Салтыкова взглянула пристально на Кузьму и в переполненном злобой лице его увидела красноречивое доказательство правды его слов.
— Ништо ей… Коли поколеет, не хорони до времени… Я скоро обернусь… Посмотреть на нее охота…
— Протянет еще, подлая, живуча, говорю.
— Я на случай…
— Слушаю-с…
В это время дроги с гробом тронулись в путь, тронулся и экипаж Дарьи Николаевны. Она ласково кивнула головой Кузьме. Тот отошел и смешался с толпою.
Кузьма говорил правду.
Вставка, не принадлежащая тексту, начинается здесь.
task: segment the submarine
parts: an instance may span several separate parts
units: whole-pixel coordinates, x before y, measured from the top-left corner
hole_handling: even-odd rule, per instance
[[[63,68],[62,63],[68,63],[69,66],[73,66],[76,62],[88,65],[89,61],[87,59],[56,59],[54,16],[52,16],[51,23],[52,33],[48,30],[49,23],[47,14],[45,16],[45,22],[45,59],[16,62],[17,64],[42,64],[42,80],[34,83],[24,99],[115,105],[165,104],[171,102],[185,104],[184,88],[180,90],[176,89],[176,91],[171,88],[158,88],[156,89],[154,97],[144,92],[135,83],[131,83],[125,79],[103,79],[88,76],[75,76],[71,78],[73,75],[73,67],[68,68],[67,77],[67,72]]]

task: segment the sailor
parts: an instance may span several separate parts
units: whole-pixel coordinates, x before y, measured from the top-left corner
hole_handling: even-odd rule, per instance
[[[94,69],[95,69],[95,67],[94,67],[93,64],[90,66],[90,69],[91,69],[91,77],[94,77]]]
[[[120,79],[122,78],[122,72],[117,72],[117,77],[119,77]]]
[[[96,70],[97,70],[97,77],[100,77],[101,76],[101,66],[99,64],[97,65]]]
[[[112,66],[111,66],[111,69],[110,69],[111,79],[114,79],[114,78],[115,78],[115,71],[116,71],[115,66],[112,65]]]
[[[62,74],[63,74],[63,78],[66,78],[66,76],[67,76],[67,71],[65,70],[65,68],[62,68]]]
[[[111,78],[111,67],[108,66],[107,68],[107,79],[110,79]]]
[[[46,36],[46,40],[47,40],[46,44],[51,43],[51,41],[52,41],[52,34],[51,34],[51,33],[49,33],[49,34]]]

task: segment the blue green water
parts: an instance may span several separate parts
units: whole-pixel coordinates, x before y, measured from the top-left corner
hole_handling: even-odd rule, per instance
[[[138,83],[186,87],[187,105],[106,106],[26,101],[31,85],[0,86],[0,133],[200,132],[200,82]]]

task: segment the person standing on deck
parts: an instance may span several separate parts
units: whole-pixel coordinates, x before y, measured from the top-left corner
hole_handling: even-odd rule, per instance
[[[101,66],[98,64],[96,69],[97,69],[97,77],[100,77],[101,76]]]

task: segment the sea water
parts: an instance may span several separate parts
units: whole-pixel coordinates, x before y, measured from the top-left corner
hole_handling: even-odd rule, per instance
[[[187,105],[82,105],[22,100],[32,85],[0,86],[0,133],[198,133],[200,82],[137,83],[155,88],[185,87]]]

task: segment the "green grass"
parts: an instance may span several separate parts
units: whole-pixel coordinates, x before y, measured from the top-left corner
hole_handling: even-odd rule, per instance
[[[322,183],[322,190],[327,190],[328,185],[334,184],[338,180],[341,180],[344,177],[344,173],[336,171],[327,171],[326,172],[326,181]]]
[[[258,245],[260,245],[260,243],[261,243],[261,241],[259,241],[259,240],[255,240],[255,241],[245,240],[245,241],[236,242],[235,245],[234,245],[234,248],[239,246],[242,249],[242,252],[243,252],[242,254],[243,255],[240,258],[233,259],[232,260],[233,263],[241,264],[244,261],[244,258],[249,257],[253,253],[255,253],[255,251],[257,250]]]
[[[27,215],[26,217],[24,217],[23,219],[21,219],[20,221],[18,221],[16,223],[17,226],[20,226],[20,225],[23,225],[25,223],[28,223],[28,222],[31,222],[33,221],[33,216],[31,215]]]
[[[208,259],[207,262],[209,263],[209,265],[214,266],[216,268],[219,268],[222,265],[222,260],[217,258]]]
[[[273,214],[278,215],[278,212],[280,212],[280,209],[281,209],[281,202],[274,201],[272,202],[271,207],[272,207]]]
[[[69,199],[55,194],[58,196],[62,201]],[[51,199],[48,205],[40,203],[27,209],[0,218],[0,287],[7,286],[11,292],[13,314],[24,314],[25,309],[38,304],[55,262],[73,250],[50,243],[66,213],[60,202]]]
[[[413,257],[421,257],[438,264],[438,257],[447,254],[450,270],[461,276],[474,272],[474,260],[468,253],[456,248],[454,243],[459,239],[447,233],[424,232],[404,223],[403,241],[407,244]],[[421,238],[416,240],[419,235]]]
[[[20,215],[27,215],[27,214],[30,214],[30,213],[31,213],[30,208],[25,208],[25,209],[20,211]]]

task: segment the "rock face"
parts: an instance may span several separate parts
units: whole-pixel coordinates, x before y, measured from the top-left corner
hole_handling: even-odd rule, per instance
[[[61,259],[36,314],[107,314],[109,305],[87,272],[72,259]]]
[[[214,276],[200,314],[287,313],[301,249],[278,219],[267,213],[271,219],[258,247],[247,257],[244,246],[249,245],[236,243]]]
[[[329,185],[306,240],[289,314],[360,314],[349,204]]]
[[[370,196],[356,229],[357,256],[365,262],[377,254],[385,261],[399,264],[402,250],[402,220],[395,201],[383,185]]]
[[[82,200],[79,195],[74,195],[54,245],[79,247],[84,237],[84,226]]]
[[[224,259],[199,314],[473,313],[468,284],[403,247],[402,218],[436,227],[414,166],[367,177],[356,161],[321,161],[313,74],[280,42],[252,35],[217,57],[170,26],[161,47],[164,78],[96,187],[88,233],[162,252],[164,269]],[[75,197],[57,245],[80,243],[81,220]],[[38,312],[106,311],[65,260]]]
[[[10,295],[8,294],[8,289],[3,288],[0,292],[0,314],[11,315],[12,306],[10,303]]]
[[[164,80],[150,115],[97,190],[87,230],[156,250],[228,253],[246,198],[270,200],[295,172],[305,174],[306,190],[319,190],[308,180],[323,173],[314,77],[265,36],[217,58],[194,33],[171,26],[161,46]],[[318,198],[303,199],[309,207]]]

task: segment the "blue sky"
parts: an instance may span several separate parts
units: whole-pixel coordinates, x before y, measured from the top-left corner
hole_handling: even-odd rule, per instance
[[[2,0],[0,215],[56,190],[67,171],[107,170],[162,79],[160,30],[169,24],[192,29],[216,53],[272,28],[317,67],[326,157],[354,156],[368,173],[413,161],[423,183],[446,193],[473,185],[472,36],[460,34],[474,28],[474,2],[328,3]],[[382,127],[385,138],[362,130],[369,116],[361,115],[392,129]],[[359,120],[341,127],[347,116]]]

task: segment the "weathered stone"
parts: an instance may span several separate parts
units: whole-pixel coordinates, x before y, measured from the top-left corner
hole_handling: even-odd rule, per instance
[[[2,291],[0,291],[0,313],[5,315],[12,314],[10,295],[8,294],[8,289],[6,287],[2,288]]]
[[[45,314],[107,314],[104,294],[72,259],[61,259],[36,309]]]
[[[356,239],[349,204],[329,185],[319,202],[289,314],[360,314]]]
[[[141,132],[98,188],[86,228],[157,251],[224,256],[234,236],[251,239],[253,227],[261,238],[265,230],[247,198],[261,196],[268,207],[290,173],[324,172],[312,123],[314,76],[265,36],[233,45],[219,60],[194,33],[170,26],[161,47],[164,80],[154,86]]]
Фимка, действительно, еще жила; израненная, истерзанная, она валялась на полу «волчьей погребицы», без клочка одежды, и представляла из себя безобразную груду окровавленного мяса, и только одно лицо, не тронутое палачем-полюбовником, хотя и запачканное кровью, указывало, что эта сплошная зияющая рана была несколько дней назад красивой, полной жизни женщиной. Кузьма Терентьев каждый раз в определенный час спускался к своей жертве и немилосердно бил ее кнутом уже по сырому, лишенному кожи мясу, заканчивая эти истязания, как и в первый раз, страстным поцелуем. Несчастная только тихо стонала, глядя на своего мучителя широко открытыми, полными непримиримой ненависти глазами. По выражению ее глаз было видно, что особенно страшилась она не ударов кнута, а поцелуев.
— Господи, Господи, барин, голубчик, что с тобой будет, сердешный… — донеслись на другой день расправы еще слова, вырвавшиеся у несчастной Фимки.
— Подох твой барин, еще вчера подох, уже панихиды над ним поют… — злобно крикнул ей Кузьма, и от этого известия сильнее чем от удара кнута содрогнулась молодая женщина.
Она испустила болезненный стон и замолкла. Больше Кузьма Терентьев не слыхал от нее ни слова.
Спустившись после похорон барина к своей жертве, он к ужасу своему, увидел, что предположение его о живучести Фимки не оправдалось. Перед ним лежал похолодевший труп.
— Ишь, бестия, околела; подышала бы хоть денек-другой мне на потеху… И тут, подлая, мне подвела каверзу.
Он отбросил ногою труп к стене погребицы.
— Лежи до барыни, пусть полюбуется на мою работу…
Кузьма Терентьев вышел из погребицы, тщательно задвинув засов и запер на замок дверь.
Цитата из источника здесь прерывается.